Os capitães de Abril estiveram ausentes da celebração oficial da efeméride. É um direito que lhes assiste. Incomoda-me, contudo, o teor do manifesto da Associação 25 de Abril e das declarações de Vasco Lourenço, contestando a legitimidade da "democracia formal" e invocando o "espírito de Abril".
É claro que, ao contrário do que se lê no manifesto original do MFA, esse "espírito" não assentava na liberdade democrática. Representava uma opção ideológica oculta que rapidamente foi imposta aos portugueses entre o 25 de Abril e o 25 de Novembro. Durante esse período, a liberdade foi condicionada e a democracia esteve reservada à minoria que concordava com a agenda caudilhista. Em poucos meses, a descolonização, que era necessária, foi feita com irresponsabilidade. Enquanto os militares se dividiam em grupelhos e fações, Portugal arruinou-se. O aparelho produtivo foi nacionalizado e destruído. Os direitos, liberdades e garantias, que haviam sido prometidos, foram raptados por alguns, que reclamavam o direito adquirido de o fazer em nome do interesse do povo.

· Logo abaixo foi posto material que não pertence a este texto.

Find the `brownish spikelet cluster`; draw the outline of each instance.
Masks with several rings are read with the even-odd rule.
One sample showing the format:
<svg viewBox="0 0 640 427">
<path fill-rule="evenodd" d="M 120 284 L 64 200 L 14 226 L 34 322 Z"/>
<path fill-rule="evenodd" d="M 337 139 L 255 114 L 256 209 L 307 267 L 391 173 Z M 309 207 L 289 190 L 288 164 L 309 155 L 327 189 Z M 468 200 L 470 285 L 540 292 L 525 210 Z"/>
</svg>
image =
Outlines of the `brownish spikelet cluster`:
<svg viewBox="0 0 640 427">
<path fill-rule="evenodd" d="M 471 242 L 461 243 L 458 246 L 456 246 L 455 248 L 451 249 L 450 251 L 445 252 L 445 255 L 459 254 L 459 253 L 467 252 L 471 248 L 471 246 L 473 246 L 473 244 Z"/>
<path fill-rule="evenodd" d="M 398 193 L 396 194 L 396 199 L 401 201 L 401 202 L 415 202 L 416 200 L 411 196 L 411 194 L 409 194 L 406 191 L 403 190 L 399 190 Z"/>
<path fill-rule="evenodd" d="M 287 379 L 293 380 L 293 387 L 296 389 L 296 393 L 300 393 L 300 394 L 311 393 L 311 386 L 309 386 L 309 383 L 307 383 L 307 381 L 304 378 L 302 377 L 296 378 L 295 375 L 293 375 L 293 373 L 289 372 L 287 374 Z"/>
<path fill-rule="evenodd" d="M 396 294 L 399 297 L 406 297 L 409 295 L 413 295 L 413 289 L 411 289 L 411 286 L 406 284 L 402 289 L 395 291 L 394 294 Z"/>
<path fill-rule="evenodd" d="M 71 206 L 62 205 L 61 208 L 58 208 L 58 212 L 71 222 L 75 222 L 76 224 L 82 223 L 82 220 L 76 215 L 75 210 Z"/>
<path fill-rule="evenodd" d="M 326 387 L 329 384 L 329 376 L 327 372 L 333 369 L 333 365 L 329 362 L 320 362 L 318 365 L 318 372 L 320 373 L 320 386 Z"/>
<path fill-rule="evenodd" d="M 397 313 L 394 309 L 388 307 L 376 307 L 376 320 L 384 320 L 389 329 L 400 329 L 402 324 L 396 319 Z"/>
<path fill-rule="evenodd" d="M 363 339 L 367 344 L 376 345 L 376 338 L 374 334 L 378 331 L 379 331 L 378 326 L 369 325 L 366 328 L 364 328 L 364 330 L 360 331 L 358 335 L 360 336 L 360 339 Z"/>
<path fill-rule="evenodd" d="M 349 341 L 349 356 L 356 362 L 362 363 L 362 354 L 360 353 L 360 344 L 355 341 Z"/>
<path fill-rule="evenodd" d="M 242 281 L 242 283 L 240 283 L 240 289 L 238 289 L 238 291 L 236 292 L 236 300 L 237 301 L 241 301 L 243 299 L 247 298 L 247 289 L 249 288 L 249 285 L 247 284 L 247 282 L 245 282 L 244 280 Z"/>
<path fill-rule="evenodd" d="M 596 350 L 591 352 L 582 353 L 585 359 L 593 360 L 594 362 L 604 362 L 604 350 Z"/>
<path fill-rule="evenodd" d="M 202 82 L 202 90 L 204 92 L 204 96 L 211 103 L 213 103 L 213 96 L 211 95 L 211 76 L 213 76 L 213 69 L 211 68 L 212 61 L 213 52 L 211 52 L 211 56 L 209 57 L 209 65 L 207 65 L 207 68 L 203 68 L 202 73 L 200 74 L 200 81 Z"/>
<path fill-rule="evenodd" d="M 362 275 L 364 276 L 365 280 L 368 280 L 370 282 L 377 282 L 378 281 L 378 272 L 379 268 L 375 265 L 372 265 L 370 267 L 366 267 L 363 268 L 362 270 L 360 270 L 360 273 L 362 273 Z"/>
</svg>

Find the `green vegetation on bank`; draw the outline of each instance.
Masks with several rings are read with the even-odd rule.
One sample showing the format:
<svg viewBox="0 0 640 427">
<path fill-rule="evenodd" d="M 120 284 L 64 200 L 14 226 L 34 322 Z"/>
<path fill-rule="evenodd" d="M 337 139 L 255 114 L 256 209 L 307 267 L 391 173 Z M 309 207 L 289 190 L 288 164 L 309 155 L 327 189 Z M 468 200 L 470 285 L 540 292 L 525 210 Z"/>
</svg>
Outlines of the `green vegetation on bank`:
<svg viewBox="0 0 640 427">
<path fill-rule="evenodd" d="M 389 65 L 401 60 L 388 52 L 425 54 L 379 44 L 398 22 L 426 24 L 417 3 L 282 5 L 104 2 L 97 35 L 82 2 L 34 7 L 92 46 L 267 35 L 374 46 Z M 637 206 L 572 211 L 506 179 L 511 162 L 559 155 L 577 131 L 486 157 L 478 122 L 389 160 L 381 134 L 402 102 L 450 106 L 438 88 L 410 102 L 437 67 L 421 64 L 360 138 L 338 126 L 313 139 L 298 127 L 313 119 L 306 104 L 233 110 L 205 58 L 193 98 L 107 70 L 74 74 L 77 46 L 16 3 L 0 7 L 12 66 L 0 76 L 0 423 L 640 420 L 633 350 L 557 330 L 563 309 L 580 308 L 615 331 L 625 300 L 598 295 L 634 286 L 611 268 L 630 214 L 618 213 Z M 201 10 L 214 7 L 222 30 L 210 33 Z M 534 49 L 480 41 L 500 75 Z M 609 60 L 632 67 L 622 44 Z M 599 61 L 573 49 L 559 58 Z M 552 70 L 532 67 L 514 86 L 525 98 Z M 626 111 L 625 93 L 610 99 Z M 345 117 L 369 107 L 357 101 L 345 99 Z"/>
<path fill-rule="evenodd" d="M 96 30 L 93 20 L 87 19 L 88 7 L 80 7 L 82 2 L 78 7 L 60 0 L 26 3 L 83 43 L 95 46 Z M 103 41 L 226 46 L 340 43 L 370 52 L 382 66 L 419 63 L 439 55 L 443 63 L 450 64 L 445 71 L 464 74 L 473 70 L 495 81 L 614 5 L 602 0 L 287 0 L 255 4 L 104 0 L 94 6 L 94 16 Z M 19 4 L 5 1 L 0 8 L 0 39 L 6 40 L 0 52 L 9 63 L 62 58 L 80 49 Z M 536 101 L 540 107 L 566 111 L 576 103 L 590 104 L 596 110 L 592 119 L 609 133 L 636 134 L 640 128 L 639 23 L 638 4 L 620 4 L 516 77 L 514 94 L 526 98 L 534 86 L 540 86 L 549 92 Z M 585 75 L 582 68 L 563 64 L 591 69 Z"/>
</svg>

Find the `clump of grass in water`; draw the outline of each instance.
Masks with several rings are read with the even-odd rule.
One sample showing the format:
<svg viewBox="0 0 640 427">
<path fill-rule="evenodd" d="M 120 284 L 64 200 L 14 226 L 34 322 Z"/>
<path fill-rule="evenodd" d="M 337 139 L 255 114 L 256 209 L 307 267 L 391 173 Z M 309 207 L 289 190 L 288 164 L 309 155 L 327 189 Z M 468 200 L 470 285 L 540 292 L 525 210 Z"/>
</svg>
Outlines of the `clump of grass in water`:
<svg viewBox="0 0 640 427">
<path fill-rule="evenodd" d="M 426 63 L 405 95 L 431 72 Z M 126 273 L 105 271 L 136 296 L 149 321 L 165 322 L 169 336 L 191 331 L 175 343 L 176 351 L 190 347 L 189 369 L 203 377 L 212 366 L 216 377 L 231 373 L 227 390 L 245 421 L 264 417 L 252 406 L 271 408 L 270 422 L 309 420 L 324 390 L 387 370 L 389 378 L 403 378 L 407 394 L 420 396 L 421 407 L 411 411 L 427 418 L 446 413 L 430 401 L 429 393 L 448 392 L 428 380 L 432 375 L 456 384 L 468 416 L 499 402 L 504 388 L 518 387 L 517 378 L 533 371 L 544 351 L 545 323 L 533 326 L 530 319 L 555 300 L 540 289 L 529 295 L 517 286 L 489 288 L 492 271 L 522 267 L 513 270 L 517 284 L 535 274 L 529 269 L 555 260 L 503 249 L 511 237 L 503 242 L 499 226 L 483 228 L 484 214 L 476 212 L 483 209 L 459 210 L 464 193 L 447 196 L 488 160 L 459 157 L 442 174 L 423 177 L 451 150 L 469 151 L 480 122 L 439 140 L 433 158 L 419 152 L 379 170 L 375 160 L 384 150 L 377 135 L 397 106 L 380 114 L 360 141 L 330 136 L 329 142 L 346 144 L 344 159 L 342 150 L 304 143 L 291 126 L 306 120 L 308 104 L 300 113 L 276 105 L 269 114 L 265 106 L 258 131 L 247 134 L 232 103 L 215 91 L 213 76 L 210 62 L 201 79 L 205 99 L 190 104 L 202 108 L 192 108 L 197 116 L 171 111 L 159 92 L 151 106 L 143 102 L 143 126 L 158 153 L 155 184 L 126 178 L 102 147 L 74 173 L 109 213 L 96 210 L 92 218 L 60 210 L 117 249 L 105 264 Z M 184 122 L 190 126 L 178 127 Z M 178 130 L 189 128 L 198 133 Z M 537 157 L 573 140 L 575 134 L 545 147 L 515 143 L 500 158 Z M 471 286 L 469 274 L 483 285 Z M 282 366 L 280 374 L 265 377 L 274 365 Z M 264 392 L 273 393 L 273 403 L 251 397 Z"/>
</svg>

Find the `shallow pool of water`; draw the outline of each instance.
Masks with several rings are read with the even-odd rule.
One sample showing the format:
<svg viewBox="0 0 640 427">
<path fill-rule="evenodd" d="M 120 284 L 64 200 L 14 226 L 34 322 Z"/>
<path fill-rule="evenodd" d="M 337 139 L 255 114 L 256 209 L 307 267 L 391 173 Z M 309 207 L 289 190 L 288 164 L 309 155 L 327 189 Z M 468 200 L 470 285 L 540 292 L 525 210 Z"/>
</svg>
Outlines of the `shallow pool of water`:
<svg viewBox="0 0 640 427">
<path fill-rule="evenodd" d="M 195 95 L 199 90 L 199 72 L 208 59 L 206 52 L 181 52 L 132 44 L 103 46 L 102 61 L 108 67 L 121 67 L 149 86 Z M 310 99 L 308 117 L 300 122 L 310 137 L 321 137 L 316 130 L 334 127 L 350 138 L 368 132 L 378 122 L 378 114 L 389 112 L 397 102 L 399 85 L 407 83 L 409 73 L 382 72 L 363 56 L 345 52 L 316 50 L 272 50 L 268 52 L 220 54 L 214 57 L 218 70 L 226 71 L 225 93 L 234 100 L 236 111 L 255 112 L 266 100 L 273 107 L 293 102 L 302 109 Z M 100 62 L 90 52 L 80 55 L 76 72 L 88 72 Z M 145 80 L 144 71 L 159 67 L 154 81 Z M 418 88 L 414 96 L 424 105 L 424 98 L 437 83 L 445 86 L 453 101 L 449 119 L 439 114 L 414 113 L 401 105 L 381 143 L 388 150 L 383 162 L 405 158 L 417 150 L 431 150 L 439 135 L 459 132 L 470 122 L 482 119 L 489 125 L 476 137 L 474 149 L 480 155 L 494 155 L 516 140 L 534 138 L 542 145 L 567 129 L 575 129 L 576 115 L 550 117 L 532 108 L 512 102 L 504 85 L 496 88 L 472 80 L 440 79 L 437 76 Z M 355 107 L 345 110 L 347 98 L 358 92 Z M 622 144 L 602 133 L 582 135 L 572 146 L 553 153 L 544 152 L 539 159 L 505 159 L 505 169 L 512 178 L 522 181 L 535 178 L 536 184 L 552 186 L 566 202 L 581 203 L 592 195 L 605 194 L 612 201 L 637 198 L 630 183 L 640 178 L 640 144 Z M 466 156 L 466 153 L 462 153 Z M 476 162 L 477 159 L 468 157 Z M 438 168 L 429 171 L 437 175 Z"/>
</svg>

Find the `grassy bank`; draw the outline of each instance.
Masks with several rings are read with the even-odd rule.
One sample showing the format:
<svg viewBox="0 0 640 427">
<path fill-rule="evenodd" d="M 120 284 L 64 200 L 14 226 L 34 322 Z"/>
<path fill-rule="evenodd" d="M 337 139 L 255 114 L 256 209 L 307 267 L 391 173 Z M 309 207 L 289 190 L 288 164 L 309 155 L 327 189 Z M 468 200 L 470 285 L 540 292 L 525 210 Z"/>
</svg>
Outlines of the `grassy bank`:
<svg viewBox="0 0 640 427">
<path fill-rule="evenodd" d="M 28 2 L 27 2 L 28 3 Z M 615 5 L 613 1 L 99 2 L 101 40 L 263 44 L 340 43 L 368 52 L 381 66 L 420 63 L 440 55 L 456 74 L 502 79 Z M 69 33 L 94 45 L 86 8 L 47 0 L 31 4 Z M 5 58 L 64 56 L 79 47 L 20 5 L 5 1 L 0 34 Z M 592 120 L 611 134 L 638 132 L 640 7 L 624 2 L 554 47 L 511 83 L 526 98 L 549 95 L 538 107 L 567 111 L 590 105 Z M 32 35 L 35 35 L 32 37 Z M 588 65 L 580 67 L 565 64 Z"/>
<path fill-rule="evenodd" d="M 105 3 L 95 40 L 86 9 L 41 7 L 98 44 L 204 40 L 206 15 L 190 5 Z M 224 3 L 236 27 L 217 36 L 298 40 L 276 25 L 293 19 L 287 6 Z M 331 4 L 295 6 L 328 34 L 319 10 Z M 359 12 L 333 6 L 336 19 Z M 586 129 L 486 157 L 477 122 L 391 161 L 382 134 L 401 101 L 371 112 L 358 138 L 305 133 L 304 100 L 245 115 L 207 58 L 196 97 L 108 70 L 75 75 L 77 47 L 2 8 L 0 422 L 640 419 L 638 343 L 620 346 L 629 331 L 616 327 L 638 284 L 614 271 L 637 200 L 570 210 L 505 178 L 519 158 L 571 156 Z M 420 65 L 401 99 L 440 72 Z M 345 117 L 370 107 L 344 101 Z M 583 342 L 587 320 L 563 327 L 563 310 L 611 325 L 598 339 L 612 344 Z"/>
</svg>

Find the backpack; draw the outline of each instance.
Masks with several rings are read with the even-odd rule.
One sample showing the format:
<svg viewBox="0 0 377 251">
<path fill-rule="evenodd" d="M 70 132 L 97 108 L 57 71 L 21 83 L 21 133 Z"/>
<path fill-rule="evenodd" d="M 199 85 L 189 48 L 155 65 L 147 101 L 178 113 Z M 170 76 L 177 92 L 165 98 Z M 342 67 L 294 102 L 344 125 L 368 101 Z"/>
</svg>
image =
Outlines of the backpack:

Felizmente, esse mesmo povo não se comoveu com os argumentos dos autores da revolução e reclamou-a para si. Agradecendo-lhes a liberdade, recusou a sua tutela. Por isso, não correspondeu ao apelo do MFA para se abster nas eleições para a Assembleia Constituinte.
Desde então, os partidos políticos democráticos obtiveram resultados esmagadores em todos os atos eleitorais. A democracia aprofundou-se, apesar de ficar refém de uma Constituição com peias e teias que foram impostas pelo pacto MFA-partidos. O regresso dos militares aos quartéis, no distante ano de 1982, resultou de uma deliberação por maioria qualificada dos representantes eleitos pelo povo e foi útil para a sociedade, porque terminou com o clima de putchismo que até aí se viveu, e contribuiu para o prestígio da instituição militar, que hoje é inatacável.
A Associação 25 de Abril é um fóssil onde se guardam as memórias desse tempo, e que reúne os autores da revolução. Nela coexistem várias fações. Estão lá aqueles que no 25 de Novembro estiveram em lados opostos das barricadas: os derrotados, e os outros, os vencedores desse dia, entre os quais muitos que, por convicção, queriam que o país seguisse o rumo da liberdade, e ainda os sobreviventes que, ao passarem para o lado certo no momento adequado, fizeram uma escolha inteligente, até porque já tinham apanhado um valente susto no "Verão quente".
A sua intervenção política e social é rara, só ocorre por ocasião do aniversário da Revolução dos Cravos ou quando alguns dos seus membros - seja Vasco Gonçalves, Rosa Coutinho ou Corvacho - se confronta com a mortalidade, e suscita dos camaradas uma última e cega homenagem.
Entre estes senhores de provecta idade, há quem sinta que o poder político é ingrato. Alimentam-se do saudosismo de um tempo em que confiscaram o poder e, depois, largos setores da economia. Afligem-se porque vivemos numa democracia adulta, em que a maioria dos portugueses, que lhes é reconhecido por terem derrubado um regime anacrónico, não tem todavia saudades da sua passagem pelo poder, nem os vê como fonte de inspiração ideológica ou cívica.
Naturalmente, Vasco Lourenço e os seus camaradas têm todo o direito e razões de sobra para se sentirem desiludidos com o rumo que o país leva. Têm uma inatacável legitimidade para criticar o Governo enquanto compreenderem que este Governo, goste-se ou não dele, tem também uma inatacável legitimidade para governar.
Por isso, não é útil para o país que a associação adote um tom de intriga putchista, ou que suscite dúvidas sobre a qualidade da democracia. Vasco Lourenço pode entender que o povo escolhe mal, mas dizer que os eleitos não representam o povo é um ultraje. Quem nunca representou o povo português foi Vasco Lourenço, que nunca foi a votos, o MFA, que perdeu a aposta na abstenção, e Otelo, que foi derrotado nas urnas. Como estes senhores devem saber, até porque a senha escolhida para a revolução o explica, o povo é quem mais ordena. A isso chama-se democracia.